Discussion Forum

Possible to use external (distributed) cassandra as backend

Hello,

I am new to GRAKN and it looks promising!

Is it correct that GRAKN (by default) is using a cassandra database as a backend, with a tinkerpop/janusgraph software layer on top. I cannot find any description of this in the documentation, it is only mentioned in other threads and blogs.

If so, is it possible to setup your own (possibly distributed) cassandra cluster and use that. I like to know if this is possible with the GRAKN Core, and without GRAKN KBMS.

Best regards,
Pieter.

Hi @pietermarsman!

Yes that is correct, Grakn is built on top of Cassandra and Tinkerpop/Janusgraph.

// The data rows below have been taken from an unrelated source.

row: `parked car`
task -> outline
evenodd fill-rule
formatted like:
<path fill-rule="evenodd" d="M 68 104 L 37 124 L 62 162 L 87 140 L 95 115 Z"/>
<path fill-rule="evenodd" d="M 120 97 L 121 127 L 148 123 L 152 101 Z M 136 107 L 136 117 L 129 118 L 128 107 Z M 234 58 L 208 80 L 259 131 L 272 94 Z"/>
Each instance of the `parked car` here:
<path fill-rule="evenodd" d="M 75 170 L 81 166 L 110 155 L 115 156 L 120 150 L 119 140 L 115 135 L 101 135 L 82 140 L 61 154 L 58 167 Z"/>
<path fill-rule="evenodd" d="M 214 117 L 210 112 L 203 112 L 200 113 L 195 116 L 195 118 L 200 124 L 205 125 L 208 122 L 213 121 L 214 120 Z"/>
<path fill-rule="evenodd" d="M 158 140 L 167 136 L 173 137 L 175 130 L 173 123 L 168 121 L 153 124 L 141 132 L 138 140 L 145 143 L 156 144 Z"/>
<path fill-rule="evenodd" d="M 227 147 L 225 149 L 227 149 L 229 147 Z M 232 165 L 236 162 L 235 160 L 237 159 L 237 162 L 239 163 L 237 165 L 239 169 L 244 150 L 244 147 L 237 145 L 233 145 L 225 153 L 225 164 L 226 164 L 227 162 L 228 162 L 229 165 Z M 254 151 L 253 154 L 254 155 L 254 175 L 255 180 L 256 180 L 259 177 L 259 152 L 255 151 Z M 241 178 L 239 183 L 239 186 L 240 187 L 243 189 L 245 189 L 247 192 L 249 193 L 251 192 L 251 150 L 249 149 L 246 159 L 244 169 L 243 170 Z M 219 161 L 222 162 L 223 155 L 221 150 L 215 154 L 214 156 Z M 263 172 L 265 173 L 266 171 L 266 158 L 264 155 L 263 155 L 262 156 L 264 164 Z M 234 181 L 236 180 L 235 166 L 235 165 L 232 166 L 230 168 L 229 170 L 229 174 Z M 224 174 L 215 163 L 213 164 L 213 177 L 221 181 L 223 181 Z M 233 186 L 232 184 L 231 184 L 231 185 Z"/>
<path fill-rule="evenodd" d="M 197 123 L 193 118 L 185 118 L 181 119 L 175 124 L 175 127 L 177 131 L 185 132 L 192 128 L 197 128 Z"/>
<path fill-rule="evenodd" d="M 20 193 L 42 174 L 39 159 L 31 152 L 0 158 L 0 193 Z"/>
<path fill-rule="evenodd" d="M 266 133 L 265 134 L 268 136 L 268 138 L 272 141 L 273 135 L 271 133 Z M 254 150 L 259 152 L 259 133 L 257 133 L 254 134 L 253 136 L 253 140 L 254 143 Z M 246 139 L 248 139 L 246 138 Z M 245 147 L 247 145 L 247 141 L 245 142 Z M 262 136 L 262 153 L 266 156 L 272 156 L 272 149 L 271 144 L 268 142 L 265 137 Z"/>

However, they are not separate entities and more or less comes in one box. Grakn is not designed to run with a separate Cassandra cluster.

If you need a cluster, you are encouraged to use KGMS (KBMS is the old name) which is available via Google Cloud or Amazon AWS.

Best regards,

Ganesh

@ganesh

What is the reasoning behind not allowing the use of external Cassandra.
Cassandra was designed to be a clustering data store and its true power only comes when there is a sufficiently large cluster. Running an embedded standalone instance is fine for local development work but that’s not acceptable in Production.
I understand KGMS is an option but the appearance is that people are being forced to pay for it.

I figure out how to get Grakn to connect to an external Cassandra cluster.
Before starting the server, modify grakn.properties with he Cassandra host like this

sed -ie ‘s|storage.hostname=.*|storage.hostname=${var.cassandra_host}|’ /grakn-core-all-linux/server/conf/grakn.properties

Unfortunately the embedded Cassandra instance will still run and waste a bit of resources.
This proves that it is possible to use an external Cassandra cluster.
I hope this setup will one day be officially supported.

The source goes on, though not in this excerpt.